In 1995, Kalugin accepted a teaching position at The Catholic University of America and has remained in the United States ever since. Settling in Washington, D.C., he first wrote the First Directorate book about Cold War espionage and a subsequent book Spymaster in 2008. He also collaborated with former CIA Director William Colby and Activision to produce Spycraft: The Great Game, a CD-ROM game released in 1996. He has appeared frequently in the media and given lectures at a number of universities.
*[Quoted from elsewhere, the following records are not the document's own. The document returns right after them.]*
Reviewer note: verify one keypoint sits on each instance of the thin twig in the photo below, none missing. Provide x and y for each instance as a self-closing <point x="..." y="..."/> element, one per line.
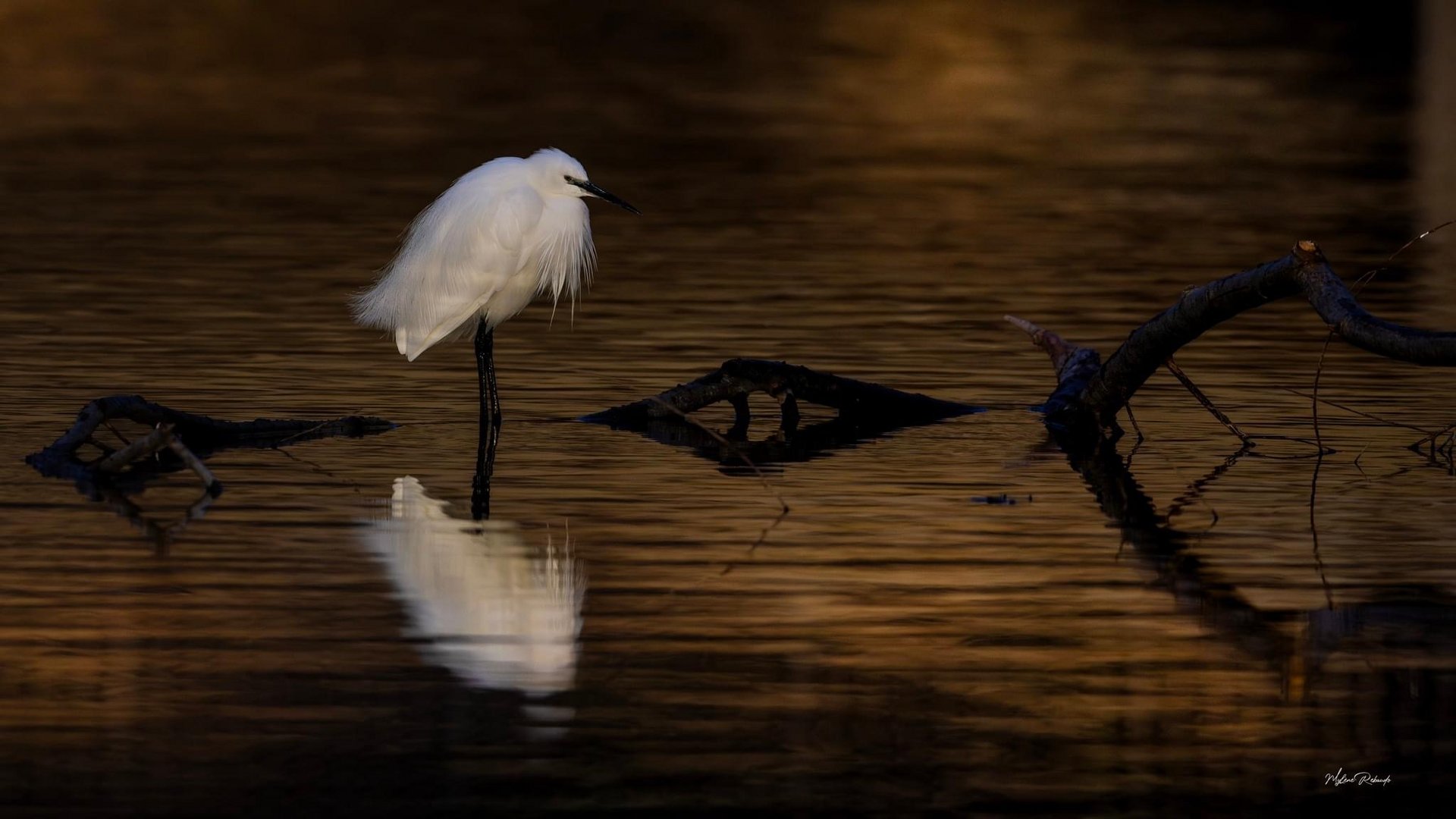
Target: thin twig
<point x="1133" y="420"/>
<point x="137" y="449"/>
<point x="1313" y="532"/>
<point x="783" y="506"/>
<point x="1351" y="410"/>
<point x="1183" y="378"/>
<point x="194" y="464"/>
In June 2001, Kalugin testified at the espionage trial of George Trofimoff, a retired Colonel of the United States Army Reserve who was charged with spying for the KGB in the 1970s and the 1980s. Upon being asked whether he knew the name of the U.S. military intelligence mole codenamed "Markiz," Kalugin responded "Yes. I did. His name was George Trofimoff." Kalugin testified that Metropolitan Bishop Iriney (Susemihl), the Russian Orthodox hierarch of Austria, had recruited Trofimoff into the service of the KGB. Kalugin further described having invited the Metropolitan to visit his dacha in 1978. According to Kalugin, "He did good work, particularly in recruiting Markiz. I wanted to thank him for what he had done." Kalugin further described his own meeting with Trofimoff at a location in Austria. When asked his reasons for testifying, Kalugin explained that as a resident alien, he was trying to obey American law. Trofimoff was found guilty and sentenced to life imprisonment.

On 4 August 2003, Kalugin became a naturalized citizen of the United States.

===Criticism of Vladimir Putin===
With the return to power of elements of the KGB, most notably Vladimir Putin, Kalugin was again accused of treason. In 2002, he was put on trial in absentia in Moscow and found guilty of spying for the West. He was sentenced to fifteen years in jail, in a verdict he described as "Soviet justice, which is really triumphant today". The US and Russia have no extradition treaty, though it is unlikely the U.S. would extradite Kalugin for such charges anyway.

As of 2019, Kalugin was a professor for the Centre for Counterintelligence and Security Studies (CI CENTRE). He is a member of the advisory board for the International Spy Museum. He remains a critic of Putin, a former subordinate, whom he called a "war criminal" over his conduct of the Second Chechen War, and claimed that he would absolutely face an international tribunal some day and would be severely penalized for his crimes against the people of the North Caucasus, just like former Yugoslav President Slobodan Milošević.

===Comments on Donald Trump===
In 2018 Kalugin alleged that Donald Trump could be a KGB-FSB asset since his 1987 visit to Moscow. The operation to lure Trump had begun with an overture in March 1986 by Soviet ambassador to the United Nations Yuri Dubinin. In The Art of the Deal, Trump brags about how they talked about his proposal to build a hotel in Moscow across from the Kremlin, "in partnership with the Soviet government." Vitaly Churkin was instrumental in setting up the deal with Intourist. Viktor Suvorov alleges that the Soviet authorities often used Intourist prostitutes as bait to develop kompromat, particularly of a sexual nature. The New York Times reported that while Trump was in Moscow in July 1987 he met Mikhail Gorbachev. Kalugin says: “I would not be surprised if the Russians have, and Trump knows about them, files on him during his trip to Russia and his involvement with meeting young ladies that were controlled [by Soviet intelligence].”

==Works==
- The First Directorate: My 32 Years in Intelligence and Espionage Against the West by Oleg Kalugin and Fen Montaigne. 1994. 374 pages. St Martins Pr. ISBN 0-312-11426-5
- Spymaster: The Highest-ranking KGB Officer Ever to Break His Silence by Oleg Kalugin and Fen Montaigne. 1995. Blake Publishing Ltd. ISBN 1-85685-101-X
- (Russian) Proshchai, Lubianka! (XX vek glazami ochevidtsev) by Oleg Kalugin. 1995. 347 pages. "Olimp" ISBN 5-7390-0375-X
- Window of opportunity: Russia's role in the coalition against terror. An article from: Harvard International Review. 22 September 2002. Vol. 24 Issue 3 Page 56(5).